The exhibition Cincoincidentes was presented at the Museo de Barquisimeto (estado Lara) in 1984. The journalist, critic, and curator Lourdes Blanco (b. 1941) wrote an essay for each of the five participating artists from Venezuela: Miguel von Dangel [doc. no. 1097326], Eugenio Espinoza [doc. no. 1097342], Felipe Márquez (b. 1954), Alfred Wenemoser [doc. no. 1097390], and Roberto Obregón [doc. no. 1097358]. The exhibition was organized by the designers Álvaro Sotillo and Ibrahim Nebreda.
In this essay, Blanco includes a brief but searching review of Márquez’s work. As in the other essays she wrote for this catalogue, Blanco refrains from comparing or differentiating this artist’s work from the other participants. It should be noted that—as anyone who reads all five essays will see—both Márquez’s and von Dangel’s work tends to be more surreal, more visionary (and fantastic in the former’s case). Their work is far removed from the conceptualist works produced by the other three artists involved (Obregón, Espinoza, and Wenemoser).
Blanco begins her essay about Márquez by stating that his body of work “is as yet too brief” and his interests still “extremely scattered,” but she nonetheless speaks highly of some of its more interesting values. She glimpses in his work the tradition of the French visionaries of the nineteenth century (such as Odilon Redon) who were also “fascinated by literature.” Blanco proposes another meaning for the word “vision” that is more relevant to Márquez’s work, which she describes as “visions” that have little to do with our real view of our surroundings. In her opinion, his is more of an “inward gaze,” that is, a “mental introvision.”
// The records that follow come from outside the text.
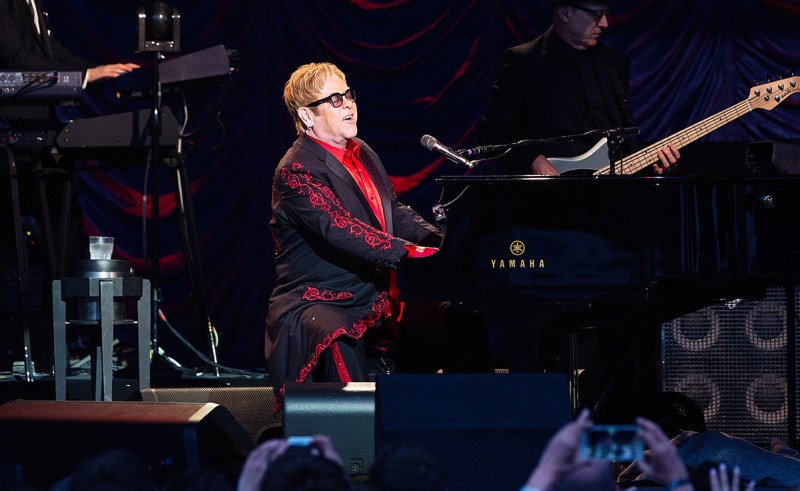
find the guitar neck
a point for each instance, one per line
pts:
(649, 155)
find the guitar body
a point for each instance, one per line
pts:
(593, 159)
(766, 96)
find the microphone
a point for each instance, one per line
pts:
(432, 143)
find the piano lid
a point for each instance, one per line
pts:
(625, 238)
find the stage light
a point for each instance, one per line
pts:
(159, 28)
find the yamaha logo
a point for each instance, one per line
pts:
(517, 248)
(516, 260)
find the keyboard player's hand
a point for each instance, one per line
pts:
(105, 72)
(416, 251)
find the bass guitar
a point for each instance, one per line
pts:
(765, 96)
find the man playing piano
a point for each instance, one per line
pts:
(339, 231)
(564, 82)
(28, 44)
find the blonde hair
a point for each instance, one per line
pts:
(304, 85)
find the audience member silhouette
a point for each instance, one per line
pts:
(275, 465)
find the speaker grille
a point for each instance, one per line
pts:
(251, 406)
(731, 359)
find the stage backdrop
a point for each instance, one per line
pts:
(420, 67)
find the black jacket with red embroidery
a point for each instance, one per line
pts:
(329, 248)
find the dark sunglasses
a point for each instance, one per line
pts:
(335, 99)
(596, 14)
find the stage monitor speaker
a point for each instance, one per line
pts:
(773, 158)
(47, 440)
(732, 360)
(253, 407)
(345, 412)
(486, 430)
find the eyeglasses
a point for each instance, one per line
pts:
(335, 99)
(596, 14)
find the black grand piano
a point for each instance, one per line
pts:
(614, 254)
(660, 244)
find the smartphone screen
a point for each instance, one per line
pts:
(620, 443)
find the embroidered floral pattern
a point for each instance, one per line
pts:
(322, 197)
(313, 294)
(355, 331)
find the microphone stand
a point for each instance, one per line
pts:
(155, 158)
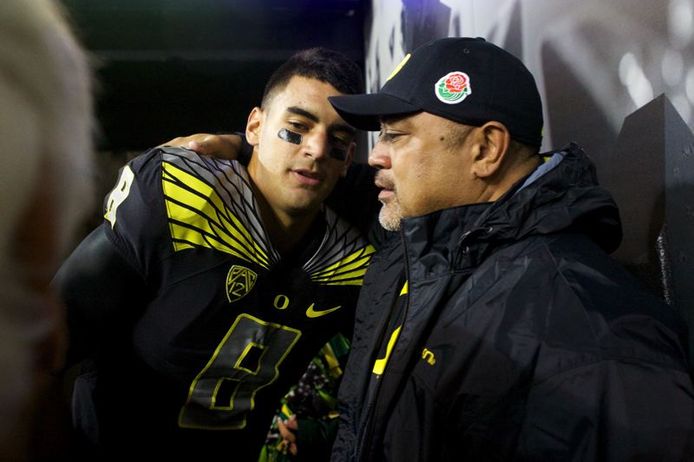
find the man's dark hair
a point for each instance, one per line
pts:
(322, 64)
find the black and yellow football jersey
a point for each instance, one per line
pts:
(197, 325)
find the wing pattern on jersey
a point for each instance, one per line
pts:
(342, 257)
(210, 203)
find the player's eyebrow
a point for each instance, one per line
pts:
(311, 116)
(303, 112)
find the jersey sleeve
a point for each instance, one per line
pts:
(105, 283)
(135, 214)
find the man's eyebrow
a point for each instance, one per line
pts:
(303, 112)
(309, 115)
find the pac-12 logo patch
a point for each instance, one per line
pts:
(453, 87)
(240, 281)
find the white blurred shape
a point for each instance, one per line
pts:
(683, 107)
(689, 85)
(672, 67)
(681, 21)
(634, 79)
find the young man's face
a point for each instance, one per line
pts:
(302, 146)
(421, 168)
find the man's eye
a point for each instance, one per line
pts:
(387, 137)
(297, 125)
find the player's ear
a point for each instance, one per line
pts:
(254, 125)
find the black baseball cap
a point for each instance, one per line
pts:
(467, 80)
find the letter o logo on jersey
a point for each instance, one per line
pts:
(453, 87)
(240, 281)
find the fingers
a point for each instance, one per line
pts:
(206, 144)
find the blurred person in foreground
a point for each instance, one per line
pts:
(495, 326)
(45, 125)
(211, 285)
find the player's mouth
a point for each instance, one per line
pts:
(307, 177)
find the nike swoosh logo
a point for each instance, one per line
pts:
(311, 313)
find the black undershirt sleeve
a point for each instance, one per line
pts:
(102, 293)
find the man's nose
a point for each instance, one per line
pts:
(379, 157)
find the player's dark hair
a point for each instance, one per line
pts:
(322, 64)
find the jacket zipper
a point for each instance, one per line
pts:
(367, 429)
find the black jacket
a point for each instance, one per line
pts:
(522, 339)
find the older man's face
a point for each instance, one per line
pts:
(421, 169)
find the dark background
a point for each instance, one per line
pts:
(168, 68)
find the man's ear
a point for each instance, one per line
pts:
(351, 151)
(492, 143)
(254, 126)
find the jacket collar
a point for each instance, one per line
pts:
(561, 195)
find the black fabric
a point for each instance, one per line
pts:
(174, 335)
(545, 349)
(467, 80)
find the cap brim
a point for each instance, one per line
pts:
(365, 111)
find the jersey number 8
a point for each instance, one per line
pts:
(246, 360)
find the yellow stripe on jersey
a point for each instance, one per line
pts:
(199, 217)
(347, 271)
(380, 364)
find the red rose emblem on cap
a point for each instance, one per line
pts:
(456, 82)
(453, 87)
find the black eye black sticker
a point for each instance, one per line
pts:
(289, 136)
(338, 153)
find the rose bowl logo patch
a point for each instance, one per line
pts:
(453, 87)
As in other essays by Blanco—who has given us some of the most lucid documents about contemporary Venezuelan artists that have ever been written—she neither praises nor indulges; there is a touch of irony in her references to certain aspects of Márquez’s fantasies. Especially when she refers to the powers of divination that artists or their works might possess, whether to “serve as a visionary” who can transmit “an event that is about to happen,” or an interest in fortune telling and tarot cards that Márquez claims “to perform professionally.”